Centuries-Old Gardening Hoes Made of Bison Bone Found in Canada
The tools provide evidence that the region’s Indigenous population practiced agriculture pre-European contact
Indigenous farmers in what is now Manitoba, Canada, once used a pair of bison shoulder blades as gardening hoes, reports CBC News.
Eric Olson, a student at the University of Manitoba, spotted the unusual tools while walking along a creek around ten miles south of the town of Melita in 2018. A 2014 flood likely brought the bones to the surface.
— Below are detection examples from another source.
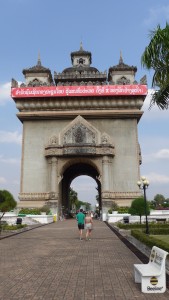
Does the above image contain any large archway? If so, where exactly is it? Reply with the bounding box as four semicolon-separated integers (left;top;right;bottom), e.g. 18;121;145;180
60;159;102;216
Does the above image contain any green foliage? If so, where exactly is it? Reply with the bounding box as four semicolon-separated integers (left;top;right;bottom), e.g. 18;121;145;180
19;208;41;215
117;222;169;233
108;201;119;214
129;197;150;223
0;190;17;219
141;23;169;109
117;206;129;214
154;194;165;207
40;205;50;215
131;229;169;252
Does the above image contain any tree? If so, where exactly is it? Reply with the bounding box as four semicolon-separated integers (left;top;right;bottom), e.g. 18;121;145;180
141;23;169;109
154;194;165;208
129;197;150;224
0;190;17;220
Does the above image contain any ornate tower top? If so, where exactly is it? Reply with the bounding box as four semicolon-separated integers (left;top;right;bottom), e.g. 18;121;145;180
108;51;137;85
54;43;107;86
22;54;53;86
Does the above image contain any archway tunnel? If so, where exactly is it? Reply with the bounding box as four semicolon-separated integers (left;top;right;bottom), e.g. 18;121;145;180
61;162;102;213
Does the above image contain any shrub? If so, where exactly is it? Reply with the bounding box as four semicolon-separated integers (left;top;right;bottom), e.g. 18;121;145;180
131;229;169;252
19;208;41;215
40;205;50;215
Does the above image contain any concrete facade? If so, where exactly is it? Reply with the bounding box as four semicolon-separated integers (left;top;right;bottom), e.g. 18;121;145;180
13;45;145;213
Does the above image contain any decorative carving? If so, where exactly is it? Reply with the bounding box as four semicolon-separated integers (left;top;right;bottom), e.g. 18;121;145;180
117;76;130;85
63;116;98;145
50;135;58;145
45;116;114;157
63;147;96;155
140;75;147;85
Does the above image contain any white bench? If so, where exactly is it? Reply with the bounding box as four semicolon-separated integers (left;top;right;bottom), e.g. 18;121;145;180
134;246;168;293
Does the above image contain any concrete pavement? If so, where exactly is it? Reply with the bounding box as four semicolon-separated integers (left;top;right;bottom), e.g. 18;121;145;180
0;220;169;300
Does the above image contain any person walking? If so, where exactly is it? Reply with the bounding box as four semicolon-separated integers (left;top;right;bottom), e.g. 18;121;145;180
85;212;93;241
76;208;85;240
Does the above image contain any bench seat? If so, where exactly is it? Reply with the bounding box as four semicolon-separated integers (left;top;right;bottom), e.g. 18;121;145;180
134;246;168;293
134;264;161;276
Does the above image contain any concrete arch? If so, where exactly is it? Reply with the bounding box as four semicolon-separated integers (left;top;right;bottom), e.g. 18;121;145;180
60;158;102;216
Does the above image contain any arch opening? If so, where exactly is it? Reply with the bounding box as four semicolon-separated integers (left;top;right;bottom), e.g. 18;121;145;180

The bison scapula “were actually mounted on shafts, long wooden handles, and were used to garden essentially, to grow probably plots of corn, maize and other foods like squash and beans were probably also cultivated,” says Mary Malainey, an anthropologist at Brandon University who is now leading excavations at the site, to Charles Lefebvre of CTV News.
Malainey tells Michele LeTourneau of the Brandon Sun that finding complete hoes made from bison scapula is “really unusual.” She adds that the artifacts are “not just possible hoe fragments, in air quotes, but definite. No doubt about it.”
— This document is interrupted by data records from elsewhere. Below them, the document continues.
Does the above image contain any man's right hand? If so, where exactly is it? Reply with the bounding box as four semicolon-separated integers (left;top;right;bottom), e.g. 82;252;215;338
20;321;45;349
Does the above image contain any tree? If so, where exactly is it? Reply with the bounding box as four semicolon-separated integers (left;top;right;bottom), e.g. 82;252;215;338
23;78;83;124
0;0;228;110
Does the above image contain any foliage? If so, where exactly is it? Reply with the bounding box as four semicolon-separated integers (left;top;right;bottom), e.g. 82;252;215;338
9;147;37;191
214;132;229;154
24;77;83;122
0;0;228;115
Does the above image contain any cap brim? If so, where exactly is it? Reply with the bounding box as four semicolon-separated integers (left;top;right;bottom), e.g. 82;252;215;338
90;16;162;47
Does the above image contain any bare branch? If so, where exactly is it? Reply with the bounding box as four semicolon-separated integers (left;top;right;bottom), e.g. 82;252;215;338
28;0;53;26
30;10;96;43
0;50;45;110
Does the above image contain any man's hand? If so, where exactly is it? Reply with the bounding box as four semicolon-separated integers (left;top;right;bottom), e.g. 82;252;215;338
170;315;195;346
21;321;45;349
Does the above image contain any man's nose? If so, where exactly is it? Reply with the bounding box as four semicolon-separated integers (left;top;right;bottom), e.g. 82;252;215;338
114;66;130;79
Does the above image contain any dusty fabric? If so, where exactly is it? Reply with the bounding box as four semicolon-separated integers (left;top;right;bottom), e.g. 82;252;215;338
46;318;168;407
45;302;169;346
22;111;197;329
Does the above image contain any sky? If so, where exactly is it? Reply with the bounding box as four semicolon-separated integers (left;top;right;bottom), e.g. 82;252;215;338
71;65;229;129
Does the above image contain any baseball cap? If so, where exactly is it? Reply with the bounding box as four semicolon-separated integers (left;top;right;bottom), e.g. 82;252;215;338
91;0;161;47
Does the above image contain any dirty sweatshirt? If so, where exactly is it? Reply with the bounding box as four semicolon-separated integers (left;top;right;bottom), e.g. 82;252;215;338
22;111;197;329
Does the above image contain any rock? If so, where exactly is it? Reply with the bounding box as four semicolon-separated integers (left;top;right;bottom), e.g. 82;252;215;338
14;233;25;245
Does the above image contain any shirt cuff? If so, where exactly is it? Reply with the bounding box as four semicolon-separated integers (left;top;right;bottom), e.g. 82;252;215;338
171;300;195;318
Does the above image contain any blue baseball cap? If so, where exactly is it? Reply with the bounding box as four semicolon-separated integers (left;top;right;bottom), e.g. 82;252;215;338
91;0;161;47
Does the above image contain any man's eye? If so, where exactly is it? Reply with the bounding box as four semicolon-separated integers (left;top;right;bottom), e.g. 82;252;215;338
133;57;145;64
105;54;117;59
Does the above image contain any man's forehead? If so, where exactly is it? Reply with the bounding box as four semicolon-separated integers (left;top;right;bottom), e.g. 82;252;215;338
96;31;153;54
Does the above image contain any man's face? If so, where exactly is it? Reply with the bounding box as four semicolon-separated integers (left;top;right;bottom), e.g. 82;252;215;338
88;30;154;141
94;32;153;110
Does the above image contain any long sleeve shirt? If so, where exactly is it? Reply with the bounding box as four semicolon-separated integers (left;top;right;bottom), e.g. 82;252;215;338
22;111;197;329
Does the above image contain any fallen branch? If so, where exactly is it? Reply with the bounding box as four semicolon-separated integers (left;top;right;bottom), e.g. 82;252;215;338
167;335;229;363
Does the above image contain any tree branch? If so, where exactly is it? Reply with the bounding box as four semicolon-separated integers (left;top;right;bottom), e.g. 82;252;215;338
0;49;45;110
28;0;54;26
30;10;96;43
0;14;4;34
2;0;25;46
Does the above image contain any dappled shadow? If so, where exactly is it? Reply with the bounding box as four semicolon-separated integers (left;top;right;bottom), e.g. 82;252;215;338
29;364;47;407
For now, the archaeologist notes, “It’s too soon to say which Indigenous population made and used the hoes.”
Though Indigenous groups likely occupied the Melita site for around 200 years, between the late 1400s and the 1600s or 1700s, Malainey points out that displacement and migration sparked by the fur trade makes it difficult to determine which community lived in a specific area at a given time.
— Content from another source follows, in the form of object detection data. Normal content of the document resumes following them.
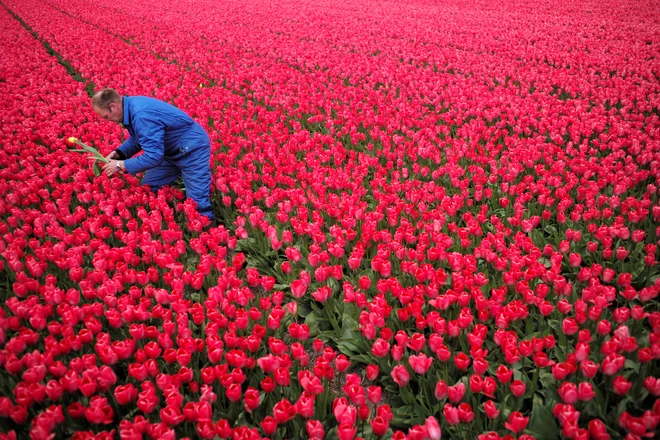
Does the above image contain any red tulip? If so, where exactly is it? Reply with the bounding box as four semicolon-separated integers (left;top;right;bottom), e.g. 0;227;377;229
504;411;529;433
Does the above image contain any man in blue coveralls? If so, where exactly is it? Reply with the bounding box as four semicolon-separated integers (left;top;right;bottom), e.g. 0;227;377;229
92;89;214;223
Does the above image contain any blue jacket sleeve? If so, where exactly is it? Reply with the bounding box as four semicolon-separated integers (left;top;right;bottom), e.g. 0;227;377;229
117;136;140;159
124;113;165;174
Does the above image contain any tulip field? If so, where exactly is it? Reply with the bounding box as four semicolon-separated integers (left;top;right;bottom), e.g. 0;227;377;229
0;0;660;440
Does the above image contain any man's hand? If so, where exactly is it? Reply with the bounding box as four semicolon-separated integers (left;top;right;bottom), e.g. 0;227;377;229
105;150;119;160
103;159;121;177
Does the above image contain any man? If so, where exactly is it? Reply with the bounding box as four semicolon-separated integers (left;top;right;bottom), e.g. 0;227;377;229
92;89;214;223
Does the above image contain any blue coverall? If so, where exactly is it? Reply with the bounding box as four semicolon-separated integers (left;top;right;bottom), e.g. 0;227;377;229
116;96;214;220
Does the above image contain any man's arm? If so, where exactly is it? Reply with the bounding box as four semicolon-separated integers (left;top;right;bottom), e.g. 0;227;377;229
120;112;165;174
115;136;140;160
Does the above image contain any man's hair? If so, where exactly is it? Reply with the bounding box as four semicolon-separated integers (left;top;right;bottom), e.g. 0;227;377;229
92;89;121;108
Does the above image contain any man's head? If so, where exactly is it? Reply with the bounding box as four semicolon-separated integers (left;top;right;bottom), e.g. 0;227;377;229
92;89;124;124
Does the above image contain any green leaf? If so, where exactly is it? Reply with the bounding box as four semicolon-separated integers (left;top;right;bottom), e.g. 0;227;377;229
527;396;559;440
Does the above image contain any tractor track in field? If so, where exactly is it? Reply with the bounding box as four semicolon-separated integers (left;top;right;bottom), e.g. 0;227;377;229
0;1;96;98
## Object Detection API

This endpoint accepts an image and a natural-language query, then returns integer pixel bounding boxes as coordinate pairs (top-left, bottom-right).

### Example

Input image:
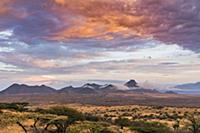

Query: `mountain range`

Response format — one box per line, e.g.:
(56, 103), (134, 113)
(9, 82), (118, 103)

(0, 80), (160, 95)
(175, 82), (200, 90)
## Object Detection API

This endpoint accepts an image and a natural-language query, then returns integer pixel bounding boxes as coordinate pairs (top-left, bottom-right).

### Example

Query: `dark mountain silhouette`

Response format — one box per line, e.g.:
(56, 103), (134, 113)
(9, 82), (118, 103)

(129, 88), (160, 93)
(59, 83), (117, 94)
(124, 80), (139, 88)
(165, 91), (178, 94)
(175, 82), (200, 90)
(1, 80), (160, 94)
(1, 84), (56, 94)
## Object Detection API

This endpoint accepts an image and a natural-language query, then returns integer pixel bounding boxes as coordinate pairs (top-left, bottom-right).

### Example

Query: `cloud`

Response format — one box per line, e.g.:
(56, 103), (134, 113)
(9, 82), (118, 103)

(0, 0), (200, 52)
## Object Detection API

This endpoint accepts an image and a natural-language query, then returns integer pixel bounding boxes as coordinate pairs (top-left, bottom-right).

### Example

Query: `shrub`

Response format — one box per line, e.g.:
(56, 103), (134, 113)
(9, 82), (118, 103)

(131, 121), (170, 133)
“Could they be Siouxan? Yes,” she tells the Brandon Sun. “Could they be something else, like Algonquian? Yes. But we don’t know.”
The discovery represents just the second piece of evidence suggesting the area’s Indigenous population practiced gardening or farming prior to the arrival of the first European colonists in the 17th century. The other site is located in Lockport, north of Winnipeg.
According to CBC News, the Lockport tools are similar in appearance but were found in a more muddled archaeological context, making them less informative than the newly cataloged find. Comparatively, the site near Melita is within a wildlife management area, ensuring the bison-bone hoes remained virtually undisturbed.
“Archaeologists rely on the context of the find, not just the individual artifacts, but where they are in relation to everything else in order to create the interpretation, to tell the story of the lives of the people who formerly occupied the site,” says Malainey to CBC News.
Hundreds of years ago, most Indigenous people living in western Canada were hunter-gatherers who moved from place to place to take advantage of seasonal resources. But evidence of agriculture at the Melita site points toward a more permanent settlement, making it “very different than a lot of the other sites that we have dating to the late pre-contact period in Manitoba,” as Malainey tells CTV News.
Moving forward, the archaeologists plan on using ground-penetrating radar to search for signs of the society that made and used the bone hoes, report Betty Sawatzky and Barry Lamb for Discover Westman. The researchers will also collect soil cores that could capture traces of crops and other plants grown at the site, per CBC News.